3. Come? Offrire contenuti validi, interessanti e selezionati
Riguardo alle modalità di apprendimento, per il 30% degli intervistati si delinea una difficoltà nella ricerca di contenuti e referenti adeguati per colmare il gap tra volontà di sapere e distanza dal tema. L’educazione finanziaria non è infatti solo una questione di mancanza di tempo (rilevante solo per l’8% del campione), né di temi o troppo complessi o troppo banali (10%). Una percezione, quella della scarsità di contenuti e/o referenti adeguati, che è più elevata tra gli uomini e i giovani. Questo nonostante (o, forse, proprio a causa di) una crescita esponenziale nella quantità di contenuti disponibili, resa possibile anche grazie a Internet e ai social media.

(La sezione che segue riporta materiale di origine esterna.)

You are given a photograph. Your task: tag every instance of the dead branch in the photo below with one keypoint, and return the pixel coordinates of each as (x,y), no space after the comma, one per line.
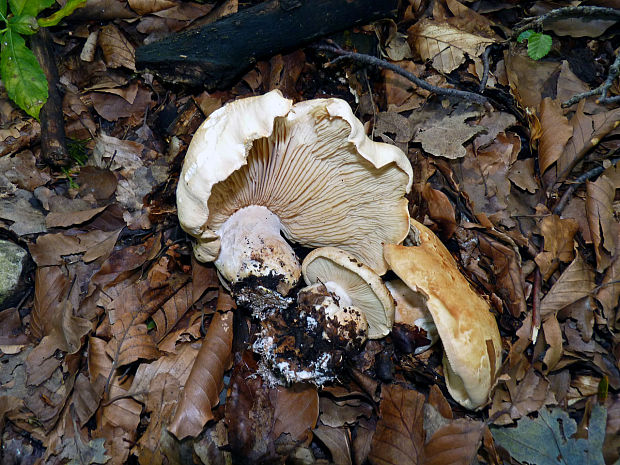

4. Chi? Dalle istituzioni all’informal advice, il focus è la fiducia
Per risolvere le problematiche poste dal punto precedente è quindi fondamentale la fiducia: le informazioni disponibili sono infatti valutate maggiormente se provengono da realtà e/o persone cui i cittadini sentono di potersi affidare. Tra questi spicca il ruolo delle scuole e dei docenti (centrale per il 15% dei rispondenti, +6% rispetto allo scorso anno), ma anche delle istituzioni (soprattutto per quanto riguarda le donne e gli adulti, ma a livelli elevati per tutte le categorie, a prescindere da genere ed età). Comunità online e influencer meritano poi una menzione speciale, in quanto nuovi canali di “informal advice”, degni di fiducia soprattutto per i non risparmiatori e gli studenti sia over che under 18.
5. Quanto e dove? Informare sui social network premia
Ultimo punto riguarda invece i canali migliori per veicolare i concetti di educazione finanziaria e la frequenza con cui gli italiani dedicano spazio alla conoscenza della finanza. Protagonisti sono i social network: Facebook è il mezzo preferito di donne e Boomer, mentre i Millennials prediligono Instagram e la Gen Z si affida a Whatsapp e Telegram (manca il dato su Tik Tok, in ascesa soprattutto tra i giovanissimi, da monitorare nei prossimi anni). Riguardo alla frequenza, il 35% del campione ammette di dedicarsi ai temi dell’educazione finanziaria solamente in caso di eventi eccezionali e il 17% solo a seconda del tempo. Sebbene sia presente una correlazione tra chi si informa con regolarità e l’entità del patrimonio investito, sono gli studenti ad applicarsi ai temi in maniera più continuativa.
6. Bonus: cosa può imparare l’Italia dall’estero?
Se l’Italia è allineata con Francia e Germania in quanto a interesse per la finanza e l’educazione finanziaria, a guidare con il suo esempio è il Regno Unito, in cui il livello di conoscenza per tali temi è al primo posto tra i 5 paesi osservati. In UK il principale canale di informazione è rappresentato dai quotidiani cartacei, che intercettano una fetta maggiore di cittadini in quanto un terzo dei rispondenti afferma di riservarsi spazi su base regolare e periodica. Se anche per la Spagna il compito di educare spetta allo Stato e ai regolatori, questo in Francia e in Germania è invece responsabilità delle università e delle scuole, mentre in UK è del consulente finanziario. Chiude l’indagine un focus sugli investimenti sostenibili, materia in cui i cittadini italiani e spagnoli sono in ritardo di conoscenza rispetto ai colleghi inglesi, francesi e tedeschi.